Yemeni pro-government forces cheer as they ride in the back of a pickup truck mounted with a machine gun in an industrial district in the eastern outskirts of the port city of Hodeida on November 18. Photo: AFP

A United Nations envoy met with Yemen’s rebel chief on Thursday to work out the details of peace talks expected to be held in December, a day before a planned visit to the war-torn port city of Hodeida.

Martin Griffiths, who arrived in the rebel-held capital Sanaa on Wednesday, is pushing for talks early next month in Sweden to end years of conflict in the famine-stricken Arab republic.

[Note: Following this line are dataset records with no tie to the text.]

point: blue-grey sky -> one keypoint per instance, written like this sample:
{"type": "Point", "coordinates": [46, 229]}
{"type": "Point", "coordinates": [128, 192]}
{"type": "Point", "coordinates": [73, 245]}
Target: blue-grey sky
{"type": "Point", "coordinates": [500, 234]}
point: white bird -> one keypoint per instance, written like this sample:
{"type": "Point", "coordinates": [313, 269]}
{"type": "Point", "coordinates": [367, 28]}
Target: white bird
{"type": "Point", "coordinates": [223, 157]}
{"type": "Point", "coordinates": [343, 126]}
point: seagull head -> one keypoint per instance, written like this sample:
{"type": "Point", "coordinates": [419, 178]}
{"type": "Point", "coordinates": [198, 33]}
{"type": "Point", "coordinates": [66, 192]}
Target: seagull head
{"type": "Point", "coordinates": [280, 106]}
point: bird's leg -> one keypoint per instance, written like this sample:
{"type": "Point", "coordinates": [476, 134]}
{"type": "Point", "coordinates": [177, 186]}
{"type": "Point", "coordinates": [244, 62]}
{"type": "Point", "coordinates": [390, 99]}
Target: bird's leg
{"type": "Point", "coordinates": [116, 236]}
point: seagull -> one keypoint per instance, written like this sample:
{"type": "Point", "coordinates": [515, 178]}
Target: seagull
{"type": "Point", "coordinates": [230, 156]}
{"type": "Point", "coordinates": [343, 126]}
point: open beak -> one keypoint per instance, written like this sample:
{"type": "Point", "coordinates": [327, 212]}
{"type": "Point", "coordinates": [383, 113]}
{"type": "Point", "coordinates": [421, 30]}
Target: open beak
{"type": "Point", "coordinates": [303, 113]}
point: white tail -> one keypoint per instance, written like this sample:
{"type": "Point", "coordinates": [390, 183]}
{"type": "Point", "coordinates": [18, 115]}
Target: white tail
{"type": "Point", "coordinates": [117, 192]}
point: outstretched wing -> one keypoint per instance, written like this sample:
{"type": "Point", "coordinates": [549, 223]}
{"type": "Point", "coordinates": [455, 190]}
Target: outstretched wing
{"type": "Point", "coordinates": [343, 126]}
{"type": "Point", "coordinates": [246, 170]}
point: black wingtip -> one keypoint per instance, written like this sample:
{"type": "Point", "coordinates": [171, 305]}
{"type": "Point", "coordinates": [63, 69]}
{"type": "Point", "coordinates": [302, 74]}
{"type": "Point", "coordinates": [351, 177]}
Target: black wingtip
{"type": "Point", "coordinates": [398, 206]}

The diplomat’s visit to Hodeida on Friday is aimed at encouraging Iran-aligned Houthi rebels and government forces backed by a Saudi-led coalition to refrain from engaging in hostilities in advance of negotiations in Stockholm, according to a UN source.

The conflict, which escalated when the Saudi-led alliance intervened in 2015, has killed thousands and left as many as 14 million Yemenis at risk of starvation, according to UN agencies.

Both sides have in the past week expressed support for the envoy’s mission to hold discussions, and violence in the Red Sea city of Hodeida has become less intense.

The port city is of vital importance as the entry point for nearly all of the country’s imports and humanitarian aid.

During their meeting, Griffiths and Yemeni rebel chief Abdul-Malik al-Houthi addressed “what can facilitate new discussions in December,” rebel spokesman Mohammed Abdelsalam said on Twitter.

Abdelsalam said that included “procedures needed to transport injured and sick for treatment abroad and bring them back,” a key sticking point during a previous failed attempt at negotiations in September.

Mohammed Ali al-Houthi, head of the rebels’ Higher Revolutionary Committee and an influential political figure, said the rebels were ready for peace.

“We support peace. We are ready for peace if that is what they [the Saudi-led coalition] want,” he said after also meeting Griffiths.